Nutrition Facts : Calories 383 calories, Carbohydrate 51.4 g, Cholesterol 70.4 mg, Fat 19.2 g, Fiber 0.4 g, Protein 2.7 g, SaturatedFat 11.9 g, Sodium 188.1 mg, Sugar 40.8 g
Tips:
- Use fresh oranges for the best flavor. If you don't have fresh oranges, you can use orange juice concentrate, but reduce the amount of sugar in the recipe.
- Be sure to zest the oranges before juicing them. The zest adds a lot of flavor to the cupcakes.

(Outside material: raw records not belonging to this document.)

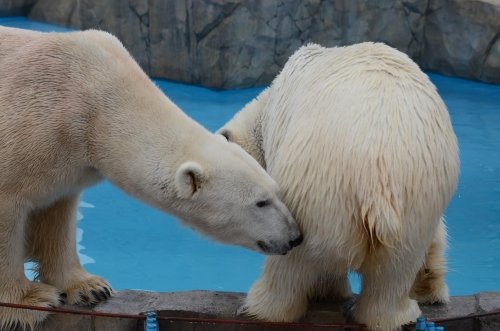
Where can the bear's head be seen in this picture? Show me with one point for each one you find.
(229, 197)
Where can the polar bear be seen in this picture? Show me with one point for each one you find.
(75, 108)
(363, 148)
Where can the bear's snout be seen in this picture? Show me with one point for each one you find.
(277, 248)
(297, 241)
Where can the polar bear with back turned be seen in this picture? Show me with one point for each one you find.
(75, 108)
(363, 149)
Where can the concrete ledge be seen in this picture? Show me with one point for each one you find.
(224, 305)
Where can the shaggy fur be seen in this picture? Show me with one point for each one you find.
(75, 108)
(363, 148)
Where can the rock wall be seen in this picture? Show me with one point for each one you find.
(240, 43)
(15, 7)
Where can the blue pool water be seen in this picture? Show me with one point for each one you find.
(137, 247)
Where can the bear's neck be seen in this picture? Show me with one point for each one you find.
(140, 138)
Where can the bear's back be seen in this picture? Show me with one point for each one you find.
(365, 131)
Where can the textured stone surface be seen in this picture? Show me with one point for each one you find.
(224, 305)
(128, 20)
(15, 7)
(238, 43)
(462, 38)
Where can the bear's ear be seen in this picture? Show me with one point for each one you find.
(189, 178)
(226, 134)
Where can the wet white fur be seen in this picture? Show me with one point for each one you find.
(363, 148)
(76, 108)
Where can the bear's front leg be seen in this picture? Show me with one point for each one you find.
(281, 293)
(14, 287)
(52, 243)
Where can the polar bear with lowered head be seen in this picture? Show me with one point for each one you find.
(75, 108)
(363, 148)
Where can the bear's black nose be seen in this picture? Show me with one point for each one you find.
(297, 241)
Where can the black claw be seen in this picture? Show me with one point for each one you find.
(95, 295)
(84, 297)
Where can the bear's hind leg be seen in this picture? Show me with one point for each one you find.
(52, 243)
(281, 293)
(430, 286)
(14, 286)
(388, 274)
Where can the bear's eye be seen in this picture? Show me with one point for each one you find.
(263, 203)
(226, 135)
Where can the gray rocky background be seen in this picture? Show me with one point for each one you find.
(241, 43)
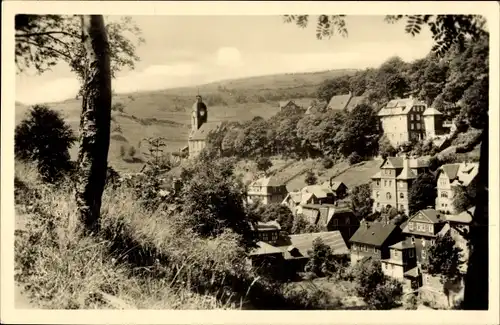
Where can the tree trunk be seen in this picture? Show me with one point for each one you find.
(95, 123)
(476, 280)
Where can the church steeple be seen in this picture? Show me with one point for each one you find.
(199, 114)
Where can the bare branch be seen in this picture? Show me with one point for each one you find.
(27, 35)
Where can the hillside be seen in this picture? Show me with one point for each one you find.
(166, 112)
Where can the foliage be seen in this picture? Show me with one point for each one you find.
(310, 178)
(361, 199)
(44, 40)
(327, 162)
(360, 133)
(45, 138)
(302, 226)
(276, 212)
(212, 199)
(354, 158)
(476, 102)
(422, 193)
(376, 289)
(322, 260)
(263, 164)
(385, 147)
(444, 258)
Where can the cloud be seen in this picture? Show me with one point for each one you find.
(34, 92)
(229, 57)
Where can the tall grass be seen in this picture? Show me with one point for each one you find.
(141, 258)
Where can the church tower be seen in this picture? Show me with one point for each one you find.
(198, 114)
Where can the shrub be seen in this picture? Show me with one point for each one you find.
(328, 162)
(354, 158)
(43, 137)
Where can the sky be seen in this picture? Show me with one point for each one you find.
(192, 50)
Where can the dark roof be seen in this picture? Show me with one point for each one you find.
(450, 170)
(205, 130)
(304, 242)
(430, 214)
(375, 233)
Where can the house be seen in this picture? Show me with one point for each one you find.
(332, 217)
(288, 104)
(200, 127)
(402, 120)
(312, 194)
(339, 188)
(433, 123)
(402, 264)
(373, 240)
(345, 102)
(294, 250)
(452, 175)
(267, 190)
(422, 229)
(267, 232)
(391, 185)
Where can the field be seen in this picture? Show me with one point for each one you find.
(166, 113)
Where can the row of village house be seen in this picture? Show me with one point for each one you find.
(402, 249)
(402, 120)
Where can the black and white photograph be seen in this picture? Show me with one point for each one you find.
(278, 160)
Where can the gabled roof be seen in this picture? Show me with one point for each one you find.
(270, 181)
(431, 111)
(284, 103)
(403, 245)
(304, 242)
(431, 214)
(375, 233)
(266, 226)
(398, 162)
(407, 173)
(463, 217)
(205, 129)
(335, 185)
(339, 102)
(460, 174)
(264, 248)
(399, 107)
(320, 191)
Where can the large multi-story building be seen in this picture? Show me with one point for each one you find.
(402, 120)
(267, 190)
(391, 185)
(200, 127)
(450, 176)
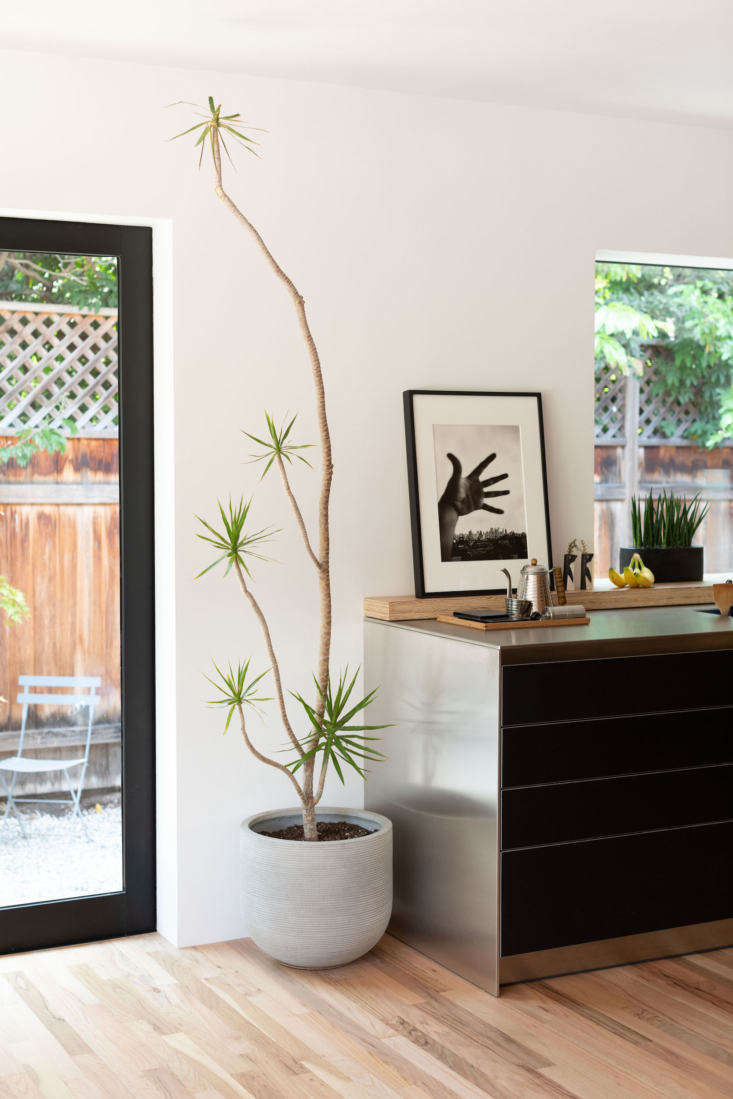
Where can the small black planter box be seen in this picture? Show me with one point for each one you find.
(669, 565)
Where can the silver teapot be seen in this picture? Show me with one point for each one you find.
(534, 586)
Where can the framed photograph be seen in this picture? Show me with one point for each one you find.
(478, 488)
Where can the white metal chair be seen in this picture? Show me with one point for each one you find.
(81, 695)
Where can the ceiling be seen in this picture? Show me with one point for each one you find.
(645, 58)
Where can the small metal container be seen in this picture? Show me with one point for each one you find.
(519, 608)
(515, 608)
(534, 586)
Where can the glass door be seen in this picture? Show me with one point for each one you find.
(77, 845)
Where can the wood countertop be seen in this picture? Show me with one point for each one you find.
(643, 631)
(409, 608)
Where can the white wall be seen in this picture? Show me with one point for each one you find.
(439, 243)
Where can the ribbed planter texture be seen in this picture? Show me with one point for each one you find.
(669, 565)
(317, 905)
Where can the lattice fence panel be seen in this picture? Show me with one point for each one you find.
(610, 406)
(57, 366)
(661, 418)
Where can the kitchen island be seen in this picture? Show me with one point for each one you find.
(562, 799)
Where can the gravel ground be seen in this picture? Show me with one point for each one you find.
(56, 858)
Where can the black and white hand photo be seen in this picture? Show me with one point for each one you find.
(477, 483)
(481, 503)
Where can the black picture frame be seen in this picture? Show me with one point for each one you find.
(133, 909)
(415, 526)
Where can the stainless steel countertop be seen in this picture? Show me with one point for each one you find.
(610, 633)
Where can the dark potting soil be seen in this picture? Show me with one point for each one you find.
(326, 830)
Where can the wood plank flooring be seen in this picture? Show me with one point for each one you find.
(136, 1017)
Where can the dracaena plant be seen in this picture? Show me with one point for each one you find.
(334, 733)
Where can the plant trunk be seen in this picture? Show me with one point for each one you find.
(310, 830)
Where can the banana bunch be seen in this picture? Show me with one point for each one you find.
(635, 575)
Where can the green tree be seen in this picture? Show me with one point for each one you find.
(47, 277)
(678, 323)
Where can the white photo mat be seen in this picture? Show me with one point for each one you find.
(480, 424)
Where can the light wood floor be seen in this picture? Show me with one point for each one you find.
(136, 1017)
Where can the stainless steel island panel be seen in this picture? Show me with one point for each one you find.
(440, 787)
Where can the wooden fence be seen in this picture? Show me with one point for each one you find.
(59, 521)
(641, 445)
(59, 544)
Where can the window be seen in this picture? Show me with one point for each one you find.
(664, 398)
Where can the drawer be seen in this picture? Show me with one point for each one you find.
(615, 746)
(567, 690)
(611, 806)
(579, 892)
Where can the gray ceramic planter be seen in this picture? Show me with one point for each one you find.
(317, 905)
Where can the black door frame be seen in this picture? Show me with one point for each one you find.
(132, 910)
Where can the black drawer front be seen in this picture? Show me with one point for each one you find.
(606, 888)
(567, 690)
(615, 746)
(587, 810)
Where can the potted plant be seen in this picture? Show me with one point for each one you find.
(318, 881)
(663, 529)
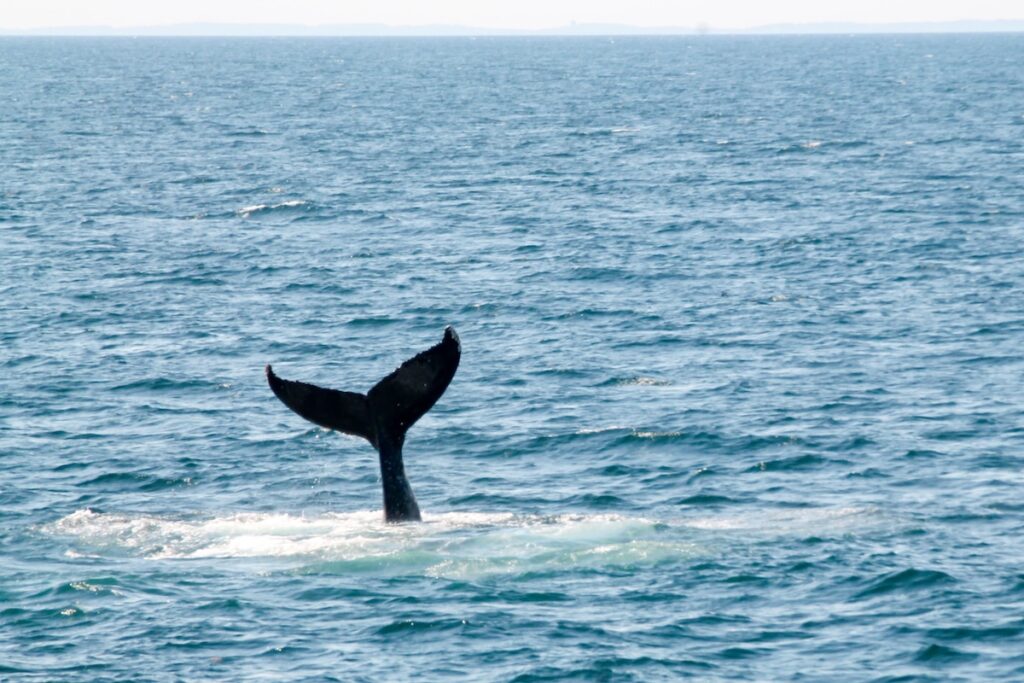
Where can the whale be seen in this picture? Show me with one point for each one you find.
(383, 415)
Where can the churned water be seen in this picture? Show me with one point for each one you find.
(741, 377)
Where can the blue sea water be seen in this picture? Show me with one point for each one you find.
(741, 377)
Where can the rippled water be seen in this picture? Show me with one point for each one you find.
(739, 397)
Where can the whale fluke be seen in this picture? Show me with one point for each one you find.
(383, 415)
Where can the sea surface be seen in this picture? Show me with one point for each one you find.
(740, 394)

- Don't overmix the batter. Overmixing can make the cupcakes tough.
- Bake the cupcakes until a toothpick inserted into the center comes out clean.
- Let the cupcakes cool completely before frosting them.
- For a lighter frosting, use whipped cream instead of buttercream.
Conclusion:
These orange cardamom cupcakes with vanilla frosting are a delicious and easy-to-make treat. They're perfect for any occasion, from a casual get-together to a special celebration. With their moist and flavorful orange cardamom cake and their light and fluffy vanilla frosting, these cupcakes are sure to be a hit with everyone who tries them.